Blue-Plate consultants often find themselves advising on or building spreadsheet models on behalf of clients. Such models are almost ubiquitous in the financial management arena. Sometimes, however, the advice is more along the lines of “use the systems that already exist within the organisation”, spreadsheets are not always the best solution – but that is another debate. If you use spreadsheets in anger then you already know the rules but this posting intends to act as a reminder on some of the rules we should be following even though it is tempting to take shortcuts:

  • Don’t just start building the model, a third of the time should be spent on the specification and design, a third on building and a third on testing.
  • Put every variable on a variables sheet, all of them! It may be handy to have a 10% overhead variable just next to the results table so it can be changed quickly but don’t, someone else will come along and miss it.
  • And plan for that ‘someone else’ it’s not ‘your’ model for ever, someone else needs to know how it works, including you when you don’t use it for six months! Create a simple flowchart in the front sheet of the model and produce an operating manual – and allow plenty of time for this important activity. If the time is not available then, again, maybe a spreadsheet model is not the most appropriate tool for the job.
  • Of course the flowchart will be easy to do because your spreadsheet obeys the principle of having inputs, calculations and results on separate sheets. To be clear on the last point – don’t perform any calculations on your input or results sheets, and it goes without saying that your results sheets are just that, nothing else.
  • Don’t have any hard coded values in your formulae – there’s a VAT change coming so just change the standard rate of VAT variable once and every formula that requires the application of VAT looks to that cell or the range name called ‘VAT’.
  • VLOOKUP and HLOOKUP are difficult to audit and you can be caught out when you insert a column or row in the source tables at a later date. If you do use them then use the COLUMN or ROW functions to create a dynamic link to the source data or, better still, use a combination of INDEX and MATCH functions.

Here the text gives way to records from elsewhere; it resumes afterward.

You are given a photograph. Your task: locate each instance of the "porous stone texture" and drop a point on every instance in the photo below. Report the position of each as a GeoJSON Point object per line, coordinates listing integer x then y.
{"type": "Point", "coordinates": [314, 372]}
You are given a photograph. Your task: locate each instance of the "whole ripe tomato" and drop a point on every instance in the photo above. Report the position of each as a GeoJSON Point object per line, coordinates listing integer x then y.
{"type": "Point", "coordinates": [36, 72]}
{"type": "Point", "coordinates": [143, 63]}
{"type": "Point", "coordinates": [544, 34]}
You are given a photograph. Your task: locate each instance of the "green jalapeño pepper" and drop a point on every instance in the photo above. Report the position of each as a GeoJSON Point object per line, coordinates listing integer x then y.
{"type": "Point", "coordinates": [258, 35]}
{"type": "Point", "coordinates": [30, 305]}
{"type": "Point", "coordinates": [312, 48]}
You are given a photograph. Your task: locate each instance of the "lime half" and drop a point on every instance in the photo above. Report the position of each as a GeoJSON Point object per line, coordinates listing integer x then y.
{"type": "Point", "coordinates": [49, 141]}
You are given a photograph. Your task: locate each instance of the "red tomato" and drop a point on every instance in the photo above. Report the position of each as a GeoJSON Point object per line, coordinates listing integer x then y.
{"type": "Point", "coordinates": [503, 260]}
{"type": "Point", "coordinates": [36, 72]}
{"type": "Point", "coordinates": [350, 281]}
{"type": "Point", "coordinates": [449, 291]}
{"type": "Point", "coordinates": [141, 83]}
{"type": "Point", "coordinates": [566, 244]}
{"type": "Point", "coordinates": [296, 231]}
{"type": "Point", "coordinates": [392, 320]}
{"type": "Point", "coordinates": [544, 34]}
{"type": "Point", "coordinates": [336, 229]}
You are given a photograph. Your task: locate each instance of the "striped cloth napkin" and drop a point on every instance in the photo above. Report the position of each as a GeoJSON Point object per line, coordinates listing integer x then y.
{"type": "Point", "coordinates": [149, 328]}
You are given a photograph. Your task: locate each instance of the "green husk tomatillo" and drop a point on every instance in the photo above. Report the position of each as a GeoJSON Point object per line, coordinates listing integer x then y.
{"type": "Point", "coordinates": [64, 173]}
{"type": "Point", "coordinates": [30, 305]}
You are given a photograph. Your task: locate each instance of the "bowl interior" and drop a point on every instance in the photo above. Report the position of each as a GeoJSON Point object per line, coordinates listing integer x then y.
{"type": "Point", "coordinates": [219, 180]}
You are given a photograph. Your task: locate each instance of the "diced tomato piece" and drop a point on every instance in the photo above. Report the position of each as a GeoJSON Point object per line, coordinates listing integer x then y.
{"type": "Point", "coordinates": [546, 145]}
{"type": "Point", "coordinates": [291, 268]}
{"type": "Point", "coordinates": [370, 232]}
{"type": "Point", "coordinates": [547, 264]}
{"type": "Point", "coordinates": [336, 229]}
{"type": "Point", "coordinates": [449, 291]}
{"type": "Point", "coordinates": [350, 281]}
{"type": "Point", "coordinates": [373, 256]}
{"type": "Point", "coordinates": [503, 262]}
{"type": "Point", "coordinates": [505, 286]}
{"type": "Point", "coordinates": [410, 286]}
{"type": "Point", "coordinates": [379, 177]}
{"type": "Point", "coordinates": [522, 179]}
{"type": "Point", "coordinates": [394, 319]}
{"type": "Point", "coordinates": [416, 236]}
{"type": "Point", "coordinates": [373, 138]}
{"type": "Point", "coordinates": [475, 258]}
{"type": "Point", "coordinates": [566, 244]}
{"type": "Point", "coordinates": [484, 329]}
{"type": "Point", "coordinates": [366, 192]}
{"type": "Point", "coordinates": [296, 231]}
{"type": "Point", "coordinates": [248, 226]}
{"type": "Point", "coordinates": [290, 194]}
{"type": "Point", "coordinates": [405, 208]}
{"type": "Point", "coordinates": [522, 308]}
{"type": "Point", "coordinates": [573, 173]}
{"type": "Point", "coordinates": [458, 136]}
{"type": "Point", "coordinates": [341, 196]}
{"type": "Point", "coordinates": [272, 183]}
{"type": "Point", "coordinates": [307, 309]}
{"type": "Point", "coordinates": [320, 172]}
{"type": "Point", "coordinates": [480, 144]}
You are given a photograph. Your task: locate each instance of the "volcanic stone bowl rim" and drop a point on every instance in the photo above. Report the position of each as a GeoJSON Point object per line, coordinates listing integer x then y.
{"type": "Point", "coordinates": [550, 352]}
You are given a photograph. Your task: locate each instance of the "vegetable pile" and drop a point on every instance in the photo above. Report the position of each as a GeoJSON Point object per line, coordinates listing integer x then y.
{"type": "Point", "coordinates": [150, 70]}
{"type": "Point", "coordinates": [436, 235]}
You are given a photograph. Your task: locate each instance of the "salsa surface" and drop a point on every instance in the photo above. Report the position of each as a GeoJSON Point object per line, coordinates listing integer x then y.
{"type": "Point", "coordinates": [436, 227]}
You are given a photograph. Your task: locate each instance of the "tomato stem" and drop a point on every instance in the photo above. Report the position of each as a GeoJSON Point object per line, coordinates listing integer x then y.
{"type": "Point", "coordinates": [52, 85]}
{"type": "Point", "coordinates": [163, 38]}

  • Make your timescale dynamic. Have the start period as a variable and have the column headings as functions. And have the start period in the same column on every spreadsheet.

There is lots of guidance on spreadsheet modelling best practice; one of the most widely recognised is the document of the same name by Nick Read and Jonathan Batson published by ICAEW and easily accessible through the internet. You can also call Blue-Plate but whatever you do, obey the rules and don’t take shortcuts – you’ll be rewarded in the long term.